Ron DeSantis a donc opté pour une tactique « transversale » en attendant son heure : se profiler comme le digne successeur de Donald Trump en embrassant les causes qui constituent l’ADN du Parti républicain, au premier rang desquelles figurent les questions identitaires. En sa qualité de gouverneur de Floride, le juriste a tranché dans le vif et décidé d’éliminer des programmes scolaires deux approches théoriques parmi les plus clivantes au plan idéologique : les questions de races et de sexualité transgenre. Exit donc la « théorie critique des races » qui soutient que les institutions elles-mêmes sont discriminatoires envers les individus de couleur. Au rebus, également, toute mention relative à la sexualité non genrée dans les manuels scolaires des élèves jusqu’à 14 ans. « On le voit à travers ses initiatives législatives : Ron DeSantis a compris que la guerre culturelle était désormais une des pierres angulaires de toute politique publique », déclarait Christopher Rufo, un activiste de la cause conservatrice cité par un grand quotidien américain.

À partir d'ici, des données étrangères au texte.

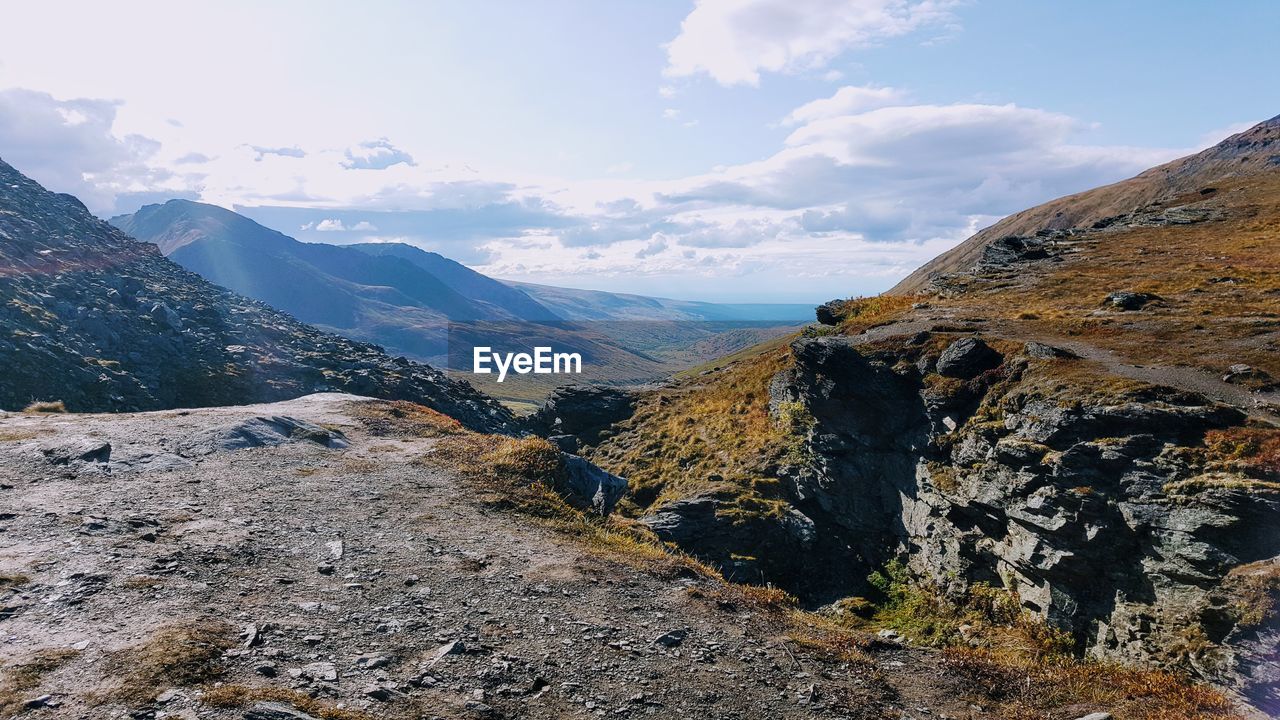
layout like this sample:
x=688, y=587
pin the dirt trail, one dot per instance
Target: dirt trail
x=1260, y=405
x=352, y=572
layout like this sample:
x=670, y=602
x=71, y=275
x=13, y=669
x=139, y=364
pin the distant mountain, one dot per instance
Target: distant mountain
x=430, y=308
x=600, y=305
x=104, y=323
x=376, y=297
x=1242, y=154
x=464, y=281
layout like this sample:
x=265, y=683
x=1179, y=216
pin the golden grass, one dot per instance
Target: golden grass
x=858, y=314
x=234, y=697
x=181, y=655
x=1220, y=281
x=46, y=406
x=26, y=675
x=1025, y=689
x=1253, y=592
x=711, y=433
x=400, y=418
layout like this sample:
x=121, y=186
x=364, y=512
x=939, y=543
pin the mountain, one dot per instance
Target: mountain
x=434, y=309
x=1059, y=441
x=373, y=297
x=95, y=319
x=1240, y=155
x=588, y=305
x=464, y=279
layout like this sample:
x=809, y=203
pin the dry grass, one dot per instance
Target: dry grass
x=1220, y=281
x=1253, y=592
x=46, y=406
x=400, y=418
x=858, y=314
x=1255, y=451
x=1025, y=689
x=14, y=436
x=182, y=655
x=21, y=678
x=234, y=697
x=711, y=433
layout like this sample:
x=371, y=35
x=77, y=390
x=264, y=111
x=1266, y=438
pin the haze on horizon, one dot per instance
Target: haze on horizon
x=744, y=151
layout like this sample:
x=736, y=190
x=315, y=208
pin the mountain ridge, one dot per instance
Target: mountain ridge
x=101, y=322
x=1251, y=150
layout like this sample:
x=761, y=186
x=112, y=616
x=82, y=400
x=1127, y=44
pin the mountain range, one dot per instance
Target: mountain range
x=415, y=302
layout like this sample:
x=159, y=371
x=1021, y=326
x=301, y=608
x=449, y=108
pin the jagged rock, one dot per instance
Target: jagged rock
x=1047, y=351
x=588, y=487
x=275, y=711
x=82, y=450
x=1125, y=300
x=583, y=411
x=1249, y=377
x=967, y=358
x=270, y=432
x=831, y=313
x=566, y=443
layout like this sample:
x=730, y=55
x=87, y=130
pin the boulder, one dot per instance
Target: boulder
x=583, y=411
x=968, y=358
x=1128, y=301
x=588, y=487
x=831, y=313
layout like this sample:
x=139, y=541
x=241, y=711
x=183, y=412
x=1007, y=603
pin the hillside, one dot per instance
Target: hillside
x=1083, y=419
x=385, y=565
x=1240, y=155
x=103, y=323
x=589, y=305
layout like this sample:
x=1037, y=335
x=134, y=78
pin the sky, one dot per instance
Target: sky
x=722, y=150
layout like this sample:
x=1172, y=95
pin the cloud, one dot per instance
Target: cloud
x=71, y=146
x=375, y=155
x=650, y=249
x=734, y=41
x=260, y=153
x=190, y=158
x=334, y=224
x=846, y=100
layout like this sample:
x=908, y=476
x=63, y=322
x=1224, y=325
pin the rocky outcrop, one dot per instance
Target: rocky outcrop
x=1065, y=500
x=976, y=466
x=581, y=411
x=588, y=487
x=104, y=323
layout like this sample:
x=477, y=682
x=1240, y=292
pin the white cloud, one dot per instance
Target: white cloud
x=846, y=100
x=336, y=224
x=734, y=41
x=375, y=155
x=72, y=146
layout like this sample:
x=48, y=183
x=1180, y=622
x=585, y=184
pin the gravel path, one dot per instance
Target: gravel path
x=365, y=582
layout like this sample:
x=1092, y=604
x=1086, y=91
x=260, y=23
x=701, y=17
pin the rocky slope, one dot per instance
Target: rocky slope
x=219, y=564
x=1084, y=417
x=1240, y=155
x=95, y=319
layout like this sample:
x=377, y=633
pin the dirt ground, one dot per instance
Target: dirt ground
x=152, y=565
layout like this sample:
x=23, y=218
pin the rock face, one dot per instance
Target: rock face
x=581, y=411
x=588, y=487
x=104, y=323
x=1073, y=504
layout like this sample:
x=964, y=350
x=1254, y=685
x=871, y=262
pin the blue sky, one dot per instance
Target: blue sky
x=746, y=150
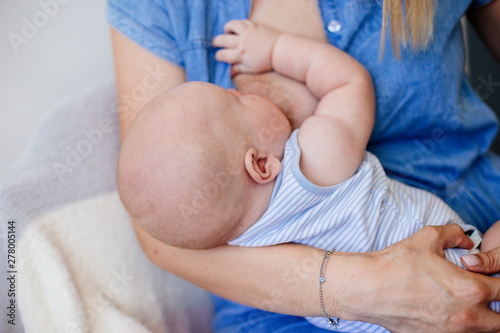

Si l’arrêt baptisé « Stop Woke » bannissant la « théorie critique des races » de l’enseignement public n’a pas suscité un tollé en Floride, celui visant à « protéger » les élèves des théories sexuelles transgenres a provoqué un litige majeur avec un adversaire inattendu. La compagnie Disney, qui possède en Floride le plus grand parc d’attractions des Etats-Unis, s’est érigée en défenseuse des libertés sexuelles et a mis la pression sur le gouverneur pour qu’il revoie sa copie. C’était sans compter sur le jusqu’au-boutisme de ce dernier : Ron DeSantis a décidé de punir l’entreprise en révoquant l’autonomie fiscale dont elle jouissait sur le territoire de l’Etat depuis 55 ans. « Pas question de se laisser contraindre dans sa conduite morale par le diktat de sociétés privées qui incitent au délitement des mœurs », a assuré le gouverneur. Une nouvelle illustration du conflit culturel aux Etats-Unis entre les défenseurs des libertés sexuelles, dont nombre de grandes entreprises se portent garantes, et une frange de l’électorat qui s’inquiète d’un affaissement progressif des codes religieux, moraux et sexuels de la société. Ron DeSantis a choisi son camp.
Attaques contre la presse
Dans la foulée de ces nouvelles lois, le gouverneur de Floride a aussi pris ses distances avec la presse dite « libérale ». Après avoir refusé depuis deux ans toute interview avec les grands quotidiens nationaux, Ron DeSantis a enfoncé le clou dans une vidéo de campagne intitulée Top Gov, inspirée du film Top Gun : Maverick. Il s’y érige en grand pourfendeur de la « pensée unique », dont il estime que la presse de gauche constitue le principal vecteur.
Mais si la majorité de l’électorat républicain ne doute pas de la moralité sans faille de l’ancien militaire, certaines de ses actions portent tout de même la marque d’un opportunisme politique qui fait fi de toute humanité. Sa décision de se jouer du destin de migrants en les envoyant du Texas vers une île « jet set » située au large du Massachusetts en témoigne : vers la route qui doit le mener à la Maison-Blanche, le compas moral de DeSantis est à géométrie variable.